De Oliveira went back to work in San Antonio, and Fitzpatrick went with her. Then, she auditioned and won a job with the Oregon Symphony about nine years ago, and he kindly informed the symphony that "I'll have my job back, please."
"It was the biggest blessing ever. We love Portland," says de Oliveira, who's originally from Brazil. "The Pacific Northwest is one of the most beautiful places in the world."
The spouses are close off stage, but not on stage, literally. De Oliveira is an assistant principal cellist, sitting separately from Fitzpatrick.
It's rare that they sit together, "but when we do, we have a good time," Fitzpatrick says.
Both 37, they profess to dragging their work home with them, with de Oliveira adding, "We're really into the cello nerdy stuff. We're pretty excited about it."

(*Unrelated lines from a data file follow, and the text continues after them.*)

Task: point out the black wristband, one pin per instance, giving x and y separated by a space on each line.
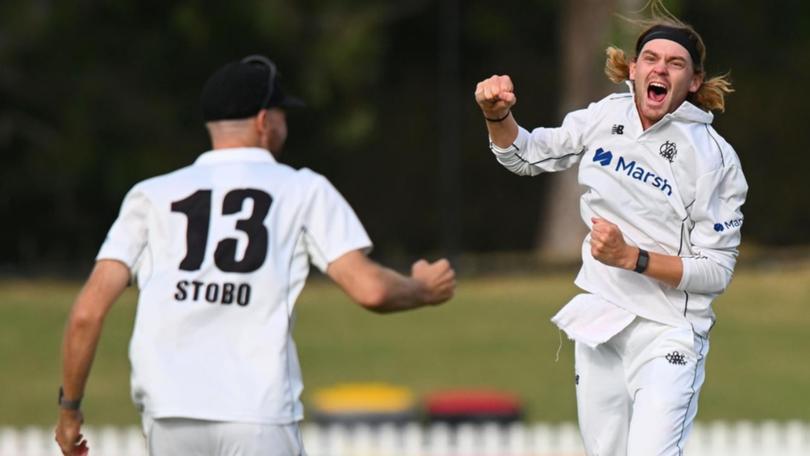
500 119
66 404
642 262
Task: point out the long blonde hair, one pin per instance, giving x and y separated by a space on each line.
711 94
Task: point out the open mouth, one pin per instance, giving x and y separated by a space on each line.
656 92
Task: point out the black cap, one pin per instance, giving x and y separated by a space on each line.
241 89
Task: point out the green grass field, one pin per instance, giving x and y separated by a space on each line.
495 333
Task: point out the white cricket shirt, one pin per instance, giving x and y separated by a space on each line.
222 249
676 188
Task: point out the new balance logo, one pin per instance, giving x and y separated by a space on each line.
603 156
676 358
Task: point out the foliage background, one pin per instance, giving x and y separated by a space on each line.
95 96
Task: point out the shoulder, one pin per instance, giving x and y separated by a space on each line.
712 151
615 102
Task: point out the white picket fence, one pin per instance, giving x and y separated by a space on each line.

They have a 3-year-old daughter, Isla, who, not surprisingly, already has played cello — at age 9 months, she would sit with a violin between her legs. At age 2, she played a 1/16-size cello. Isla recently put on her first recital.
"She can pizzicato some notes," Fitzpatrick says.
Adds de Oliveira: "She definitely loves (cello). She's had it around her since she was in my belly."
The two are good about keeping work and play separate. They each have their side projects; de Oliveira plays chamber music and Fitzpatrick in a trio. And they both teach.
"Our lives are very intertwined," de Oliveira says, adding, jokingly, "it's amazing we're still together."
Others couples in the symphony are concertmaster Sarah Kwak and Vali Phillips, Sergio Careno and Lisbeth Dreier, Ken and Lynne Finch, and Silu Fei and Ningning Jin.
"As musicians we have weird schedules, it sometimes makes it easier," says Fitzpatrick, a native of Canada.
The Oregon Symphony still has plenty of concerts left, and the cellists look forward to playing Verdi's "Requiem" in early March. But, the symphony also released its 2018-19 schedule, and it really excites de Oliveira and Fitzpatrick.
The new season, themed "Moving Music Forward," features "SoundStories." Award-winning storytellers bring music to life in vividly imagined productions: Stravinsky's "Petrushka"; Humperdinck's "Hansel and Gretel"; Grieg's "Peer Gynt."
The symphony also welcomes soprano Renee Fleming, pianist Emanuel Ax, guitarist Pablo Villegas, double bassist/composer Edgar Meyer and violinist Karen Gomyo, among the highlights. There'll also be 20 composition premieres among classical music, not to mention the pops and popcorn movie series. For more info on the 2018-19 season: www.orsymphony.org.
Meanwhile, Fitzpatrick and de Oliveira are enjoying working for Music Director Carlos Kalmar before he leaves at the end of his contract in two years.
"He brought this orchestra to a completely different artistic level," Fitzpatrick says. "He really challenges us to be at the top of our game."